Giovedì 26 Luglio 2012

Cinque feriti dopo Como-Inter
Gli ultras varesini negli scontri

VARESE È di cinque feriti il bilancio di Como-Inter, amichevole estiva usata a pretesto da teppisti travestiti da tifosi per dare vita a un paio d'ore di guerriglia urbana. Tra i protagonisti anche un manipolo di ultrà biancorossi che si sono mischiati a quelli nerazzurri nella battaglia contro i lariani (in curva è stato esposto lo striscione "Blood Honour").
Già prima della partita gli ospiti hanno cercato di sfondare il cordone di polizia per venire a contatto con i comaschi. Un agente della Digos è rimasto ferito. Altri scontri nel dopo gara, quando un tifoso del Como di 36 anni è stato accoltellato ad una coscia all'esterno dello stadio: ricoverato all'ospedale Valduce. Altri due tifosi azzurri, un giovane residente a Como e un suo amico di Orsenigo (Como), costretti a farsi medicare dopo essere stato colpiti alla testa da sassi e spranghe brandite dagli ultras ospiti. Due agenti di polizia contusi al volto durante gli scontri.
Tra i più esagitati non è sfuggito all'occhio vigile delle telecamere delle forze dell'ordine uno dei cosiddetti capi dei boys, la frangia estrema della tifoseria interista. Ma nelle immagini che gli inquirenti stanno visionando, in vista di inevitabili provvedimenti penali, sono sicuramente stati immortalati anche volti noti alla Digos di Varese.

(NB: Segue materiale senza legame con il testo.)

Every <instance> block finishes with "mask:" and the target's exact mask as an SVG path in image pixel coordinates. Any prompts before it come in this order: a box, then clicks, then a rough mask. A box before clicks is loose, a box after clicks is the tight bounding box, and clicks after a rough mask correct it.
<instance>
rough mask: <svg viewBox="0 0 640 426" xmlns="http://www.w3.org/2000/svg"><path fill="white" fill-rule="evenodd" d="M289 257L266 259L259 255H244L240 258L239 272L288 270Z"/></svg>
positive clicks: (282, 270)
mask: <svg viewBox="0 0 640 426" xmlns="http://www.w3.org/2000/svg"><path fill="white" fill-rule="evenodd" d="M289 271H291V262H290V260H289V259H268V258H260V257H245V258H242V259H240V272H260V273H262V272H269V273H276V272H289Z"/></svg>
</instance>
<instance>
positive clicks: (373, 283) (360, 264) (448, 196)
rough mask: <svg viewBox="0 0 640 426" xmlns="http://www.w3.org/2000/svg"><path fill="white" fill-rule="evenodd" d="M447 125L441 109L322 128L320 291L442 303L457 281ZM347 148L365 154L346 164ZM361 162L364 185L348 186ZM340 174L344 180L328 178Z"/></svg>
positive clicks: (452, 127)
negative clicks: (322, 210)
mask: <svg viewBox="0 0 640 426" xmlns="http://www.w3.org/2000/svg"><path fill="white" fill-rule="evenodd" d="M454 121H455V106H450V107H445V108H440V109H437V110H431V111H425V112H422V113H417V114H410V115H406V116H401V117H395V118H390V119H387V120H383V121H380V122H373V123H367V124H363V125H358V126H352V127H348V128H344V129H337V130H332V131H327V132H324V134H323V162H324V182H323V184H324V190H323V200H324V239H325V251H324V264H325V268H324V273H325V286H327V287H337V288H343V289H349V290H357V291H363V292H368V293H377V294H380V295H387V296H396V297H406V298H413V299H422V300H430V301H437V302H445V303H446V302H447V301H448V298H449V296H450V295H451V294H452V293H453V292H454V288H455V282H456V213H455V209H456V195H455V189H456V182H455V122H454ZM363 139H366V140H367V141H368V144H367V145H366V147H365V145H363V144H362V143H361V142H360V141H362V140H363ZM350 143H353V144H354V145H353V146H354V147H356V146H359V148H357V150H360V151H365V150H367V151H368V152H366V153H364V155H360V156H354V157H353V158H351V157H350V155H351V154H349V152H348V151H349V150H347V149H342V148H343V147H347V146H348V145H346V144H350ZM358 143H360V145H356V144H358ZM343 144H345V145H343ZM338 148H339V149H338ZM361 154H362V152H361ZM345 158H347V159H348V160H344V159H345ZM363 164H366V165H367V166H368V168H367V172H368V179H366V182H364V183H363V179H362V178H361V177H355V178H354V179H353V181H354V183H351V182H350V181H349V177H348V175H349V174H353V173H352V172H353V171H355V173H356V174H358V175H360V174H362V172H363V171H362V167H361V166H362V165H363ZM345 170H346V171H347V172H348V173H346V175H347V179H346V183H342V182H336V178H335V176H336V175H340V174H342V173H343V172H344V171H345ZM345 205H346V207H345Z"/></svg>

Ciò che è accaduto martedì sera all'esterno del Sinigaglia, per quanto grave e folle, non ha stupito quasi nessuno. Da giorni, infatti, gli inquirenti erano in allerta per l'amichevole tra Como e Inter. La Digos milanese aveva intercettato un intenso tam tam tra il capoluogo lombardo e Varese.
Protagonisti gli ultras nerazzurri e la frangia estremista della curva del Varese. In realtà la partita è stata un pretesto per i due gruppi ultras per trasformare una sgambata estiva in un'occasione per regolare non si capisce bene quali conti in sospeso con la curva lariana.
La rivalità tra la tifoseria del Calcio Como e quella dell'Inter è storica ed affonda le sue radici su due tasselli in particolare: da un lato il gemellaggio, vent'anni or sono, tra lariani e Milan e dall'altro il gemellaggio tra interisti e ultras del Varese. Motivi sufficienti, nella logica folle dell'estremismo curvaiolo, per dichiararsi reciprocamente guerra. L'addio del Como alla serie maggiore, dieci anni fa, ha tolto occasioni di incontro e scontro. E così i nerazzurri hanno colto la palla al balzo quando hanno saputo dell'amichevole estiva in terra lariana per presentarsi combattivi e armati all'appuntamento con gli odiati avversari.